Les démocrates ont réservé un triomphe mardi à Michelle Obama qui a brossé un portrait laudateur de son mari dans un discours enlevé (voir le texte intégral sur le site du Washington Post), qui était le clou de la première journée de la convention nationale de Charlotte, où le républicain Mitt Romney, lui, a été vilipendé. Petit tour des éditorialistes des journaux américains à grand tirage sur la prestation de la First Lady, avec un commentaire personnel, cum grano salis.

■ «Les deux ont parlé de leurs maris. Les deux ont parlé d’amour, de leurs enfants et de leurs familles, de leurs mariages et de leurs parents.» Mais pour le New York Times, «la comparaison s’arrête là entre les discours tenus par Ann Romney la semaine dernière et Michelle Obama ce soir». Car la grande différence entre les deux, c’est celle-ci: «Mme Obama a parlé des dures réalités et des inconvénients majeurs que présentait le fait d’avoir grandi comme Noirs dans une société de Blancs. Et non des inconvénients mineurs pour un jeune marié d’être le fils d’un cadre de l’industrie automobile qui fut gouverneur du Michigan et candidat à une primaire présidentielle.» Mon avis: le fossé, oui, est immense.

■ Aux yeux du Los Angeles Times, la tâche de Michelle Obama «était sensiblement la même que celle d’Ann Romney mardi dernier: il fallait brosser un portrait plus chaleureux, mais aussi donner une image plus flashy d’un mari apparemment distant. Dans le cas de Mitt Romney, cela signifiait: donner plus de personnalité à un homme qui s’adresse à ses électeurs comme un robot; dans le cas du président Obama, cela signifie: prêter un sens de l’urgence à un homme qui paraît détaché.» Mon avis: ils ne sont pas vraiment ceux que vous croyez, donc. Ils sont mieux que cela.

■ Un «discours dévastateur» pour ses adversaires républicains, estime pour sa part le Washington Post. En disant que «le succès ne dépend pas de combien vous faites d’argent, mais de la différence que vous représentez dans l’esprit des gens», elle a sous-entendu que l’autre candidat était bien étranger à ce genre de nuances. Mais «Michelle Obama était trop polie pour le dire clairement. Elle n’en avait pas besoin.» Mon avis: son mari, lui, est bien plus fin.

■ D’ailleurs, elle n’a pas mentionné une seule fois le nom du «riche ennemi» de son mari, ironise le New York Post, «maintenant qu’elle a surmonté son angoisse à l’idée de vivre à la Maison-Blanche». Et de mentionner cette phrase marquante: «Barack connaît le Rêve américain, parce qu’il l’a vécu», a-t-elle dit aux foules qui l’adorent, face aux représentants d’un parti déjà enchantés par une vidéo montrant la vie» de Michelle. Mon avis: il faut être pauvre pour être sûr que ce rêve-là existe bel et bien, non?

■ «Maintenant qu’elle est une First Lady populaire, écrit pour sa part USA Today, elle travaille à séduire les électeurs de son mari avec un discours chaleureux, positif, qui ne s’attarde pas sur la faiblesse de l’économie mais cherche à leur rappeler les vertus personnelles du candidat, sensiblement les mêmes qu’il y a quatre ans.» Même ton en son fief, dans le Chicago Tribune. Mon avis: on prend le même, et on recommence?

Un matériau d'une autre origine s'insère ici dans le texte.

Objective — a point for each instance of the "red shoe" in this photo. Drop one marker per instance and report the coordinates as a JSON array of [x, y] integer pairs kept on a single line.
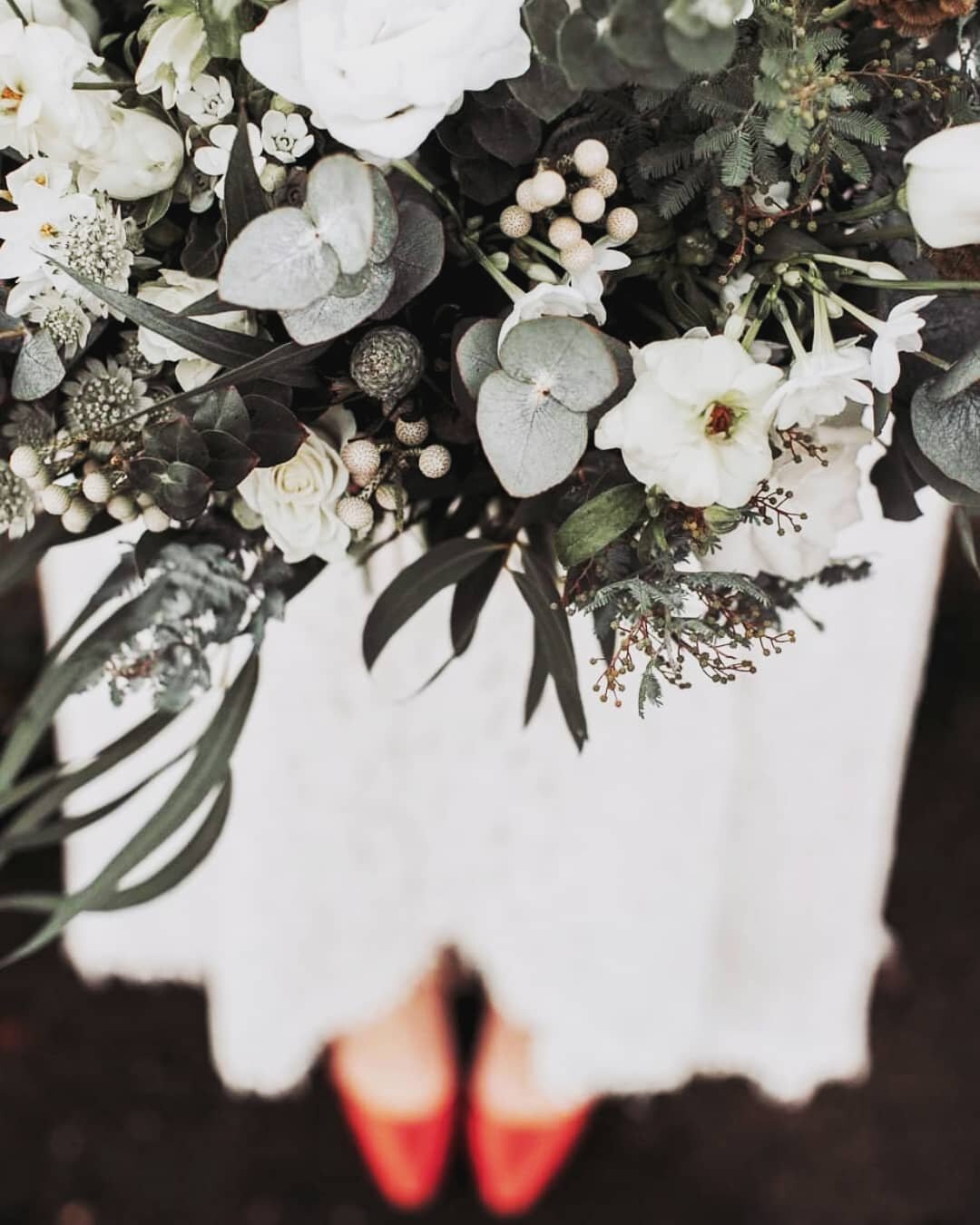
[[407, 1158], [514, 1161]]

■ Les New York Daily News insistent, elles, sur le fait que Michelle Obama «ne demande pas de voter seulement pour le commandant-en-chef, mais aussi pour un mari et un père soucieux de comprendre les plaintes et les douleurs des Américains». Mon avis: c’est grave, docteur?

■ C’est incontestablement «la star de la famille Obama», selon un militant rencontré sur place par les San Jose Mercury News. Et elle était «comme les Américains ont appris à la connaître: directe, sérieuse, logique, passionnée par tout ce qu’elle a fait»: pour le Houston Chronicle, «il était clair que sa plus grande réussite était d’avoir porté son mari à la Présidence». Mon avis: elle casse la barack (oui, c’est facile, je sais).

Et comme il n’est jamais bon de terminer un quelconque article sur un mauvais jeu de mots, on rappellera ici avec les Beatles que «Michelle, ma belle/Sont des mots qui vont très bien ensemble». Elle portait une robe rose métal. Mon avis (le dernier): elle avait une sacrée classe. Elle est décidément électrisante.